Pedro Manuel revelou também que em 2016 a Bitcliq foi cobiçada por outras empresas do sector, mas que as propostas foram recusadas.

Outro dos membros do painel, Rui Baptista, da Galp Energia, sublinhou que apesar do desenvolvimento das energias renováveis, as soluções actualmente disponíveis ainda não asseguram o cumprimento dos objectivos de sustentabilidade ambiental global definidos na Conferência de Paris de 2015 (COP 21). Segundo notou, por enquanto, os hidrocarbonetos continuarão a desempenhar um papel maioritário no abastecimento energético mundial.

Recordou que “continua a existir uma procura de licenças para pesquisa e exploração e hidrocarbonetos” e que a Alemanha substituiu recentemente as centrais nucleares, que se tornaram novamente uma bête-noir do sistema energético depois do acidente de Fukushima, no Japão, por centrais a carvão. Além disso, “até 2035, as renováveis só vão satisfazer 17% do aumento do consumo energético”, referiu, acrescentando que o gás e o petróleo de xisto assegurarão 20% e que os recursos convencionais garantirão o consumo restante.

Nuno Coelho, CEO da Algafuel, também presente, dedicou uma parte da sua intervenção à apresentação do que considera serem os benefícios das microalgas, “seres simples e primitivos que estão na Terra há 3 ou 4 mil milhões de anos e são responsáveis por termos um ambiente respirável”, e que são uma área de trabalho da empresa. Adiantou que a Algafuel deverá atingir um volume de 3 milhões de euros em 2017.

Aproveitou também para fazer referência a uma parceria com a Solvay, de que resultou um projecto novo para um parque de cultura para a produção de microalgas (600 toneladas anuais em velocidade de cruzeiro).

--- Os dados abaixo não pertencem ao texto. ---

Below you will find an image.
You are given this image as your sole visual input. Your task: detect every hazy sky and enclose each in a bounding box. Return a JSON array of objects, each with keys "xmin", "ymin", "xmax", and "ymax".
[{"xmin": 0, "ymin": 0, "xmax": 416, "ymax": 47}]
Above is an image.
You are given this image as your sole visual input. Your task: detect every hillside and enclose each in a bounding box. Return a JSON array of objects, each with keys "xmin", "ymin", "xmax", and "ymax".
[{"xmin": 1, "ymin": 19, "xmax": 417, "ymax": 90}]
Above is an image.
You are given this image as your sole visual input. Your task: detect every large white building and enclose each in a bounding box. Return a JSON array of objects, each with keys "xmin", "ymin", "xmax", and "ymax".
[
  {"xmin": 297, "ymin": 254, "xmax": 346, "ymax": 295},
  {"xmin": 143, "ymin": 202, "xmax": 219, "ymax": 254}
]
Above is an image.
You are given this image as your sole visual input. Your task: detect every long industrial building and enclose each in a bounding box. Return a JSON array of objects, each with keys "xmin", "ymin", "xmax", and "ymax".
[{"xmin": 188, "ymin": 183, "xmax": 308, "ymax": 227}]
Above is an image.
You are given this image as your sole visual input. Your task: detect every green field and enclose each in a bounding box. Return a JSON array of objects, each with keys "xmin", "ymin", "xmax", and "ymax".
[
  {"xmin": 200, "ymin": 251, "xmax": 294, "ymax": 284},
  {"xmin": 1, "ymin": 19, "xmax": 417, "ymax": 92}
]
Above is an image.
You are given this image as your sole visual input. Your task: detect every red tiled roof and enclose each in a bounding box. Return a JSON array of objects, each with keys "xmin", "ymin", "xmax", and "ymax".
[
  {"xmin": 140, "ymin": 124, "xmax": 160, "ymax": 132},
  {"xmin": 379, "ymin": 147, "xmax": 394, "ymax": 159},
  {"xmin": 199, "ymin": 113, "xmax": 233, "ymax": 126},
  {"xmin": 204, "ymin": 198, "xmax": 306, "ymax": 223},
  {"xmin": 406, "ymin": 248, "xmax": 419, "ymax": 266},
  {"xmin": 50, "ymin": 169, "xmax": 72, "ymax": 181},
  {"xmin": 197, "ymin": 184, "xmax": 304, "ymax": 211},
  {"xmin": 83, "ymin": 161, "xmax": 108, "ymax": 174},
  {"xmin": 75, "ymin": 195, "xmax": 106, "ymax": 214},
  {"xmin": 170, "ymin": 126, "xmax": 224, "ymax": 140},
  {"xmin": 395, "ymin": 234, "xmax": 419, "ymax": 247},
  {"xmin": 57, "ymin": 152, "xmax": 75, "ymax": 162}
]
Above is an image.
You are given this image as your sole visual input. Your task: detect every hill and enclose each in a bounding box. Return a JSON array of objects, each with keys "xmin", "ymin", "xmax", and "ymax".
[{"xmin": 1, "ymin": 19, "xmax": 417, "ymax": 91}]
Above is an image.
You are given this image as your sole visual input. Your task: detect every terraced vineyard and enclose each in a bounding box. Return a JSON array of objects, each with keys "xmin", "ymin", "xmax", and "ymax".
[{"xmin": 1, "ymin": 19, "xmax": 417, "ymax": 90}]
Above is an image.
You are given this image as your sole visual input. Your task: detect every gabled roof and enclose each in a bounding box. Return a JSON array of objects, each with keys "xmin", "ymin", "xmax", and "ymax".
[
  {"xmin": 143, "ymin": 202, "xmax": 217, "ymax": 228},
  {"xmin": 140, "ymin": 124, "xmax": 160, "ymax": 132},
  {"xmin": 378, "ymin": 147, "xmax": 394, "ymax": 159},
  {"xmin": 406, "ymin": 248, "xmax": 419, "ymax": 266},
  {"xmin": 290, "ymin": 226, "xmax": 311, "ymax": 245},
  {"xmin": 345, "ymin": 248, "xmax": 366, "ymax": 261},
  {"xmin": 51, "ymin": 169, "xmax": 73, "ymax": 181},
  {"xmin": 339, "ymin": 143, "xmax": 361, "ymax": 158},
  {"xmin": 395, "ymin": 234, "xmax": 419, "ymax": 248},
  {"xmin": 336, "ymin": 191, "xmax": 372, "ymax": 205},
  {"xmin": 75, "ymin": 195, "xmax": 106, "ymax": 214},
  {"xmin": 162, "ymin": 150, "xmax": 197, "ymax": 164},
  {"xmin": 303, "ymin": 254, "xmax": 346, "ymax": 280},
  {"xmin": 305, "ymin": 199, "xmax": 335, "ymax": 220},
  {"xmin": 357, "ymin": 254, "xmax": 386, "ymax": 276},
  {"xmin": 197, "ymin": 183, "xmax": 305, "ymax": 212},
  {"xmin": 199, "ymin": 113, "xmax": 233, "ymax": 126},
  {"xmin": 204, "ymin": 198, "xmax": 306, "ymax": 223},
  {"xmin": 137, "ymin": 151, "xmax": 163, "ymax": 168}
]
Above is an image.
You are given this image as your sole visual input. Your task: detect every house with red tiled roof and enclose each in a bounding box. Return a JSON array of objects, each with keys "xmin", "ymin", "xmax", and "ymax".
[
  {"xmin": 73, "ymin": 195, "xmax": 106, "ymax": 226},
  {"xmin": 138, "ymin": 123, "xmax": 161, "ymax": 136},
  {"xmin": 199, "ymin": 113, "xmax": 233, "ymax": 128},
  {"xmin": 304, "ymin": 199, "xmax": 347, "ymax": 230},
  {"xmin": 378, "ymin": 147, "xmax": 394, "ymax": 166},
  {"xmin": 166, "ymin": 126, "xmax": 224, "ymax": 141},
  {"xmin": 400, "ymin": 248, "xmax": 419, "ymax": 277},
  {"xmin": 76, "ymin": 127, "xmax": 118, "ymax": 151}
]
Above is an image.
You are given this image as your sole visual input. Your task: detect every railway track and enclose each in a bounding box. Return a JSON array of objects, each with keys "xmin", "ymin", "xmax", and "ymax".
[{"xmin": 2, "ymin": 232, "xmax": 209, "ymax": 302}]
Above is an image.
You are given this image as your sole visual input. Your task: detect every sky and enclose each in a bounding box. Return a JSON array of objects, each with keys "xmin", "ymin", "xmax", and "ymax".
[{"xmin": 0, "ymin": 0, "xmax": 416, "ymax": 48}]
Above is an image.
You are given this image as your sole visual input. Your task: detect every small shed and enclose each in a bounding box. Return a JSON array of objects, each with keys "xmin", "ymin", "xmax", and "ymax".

São 14 hectares, com um investimento de 22 milhões de euros, que deverão gerar 100 postos de trabalho e um volume de negócios de 10 milhões de euros anuais.

O seminário contou ainda com as intervenções de José Cândido, da Wavec, que falou da associação, dedicada à consultoria e desenvolvimento de projectos de energias renováveis, e de Nuno Cunha, da AAVANZ, empresa de consultoria em inovação especializada em financiamento de projectos de PMEs e start-ups, que apresentou um quadro dos programas de apoio financeiro a iniciativas relacionadas com a economia do mar.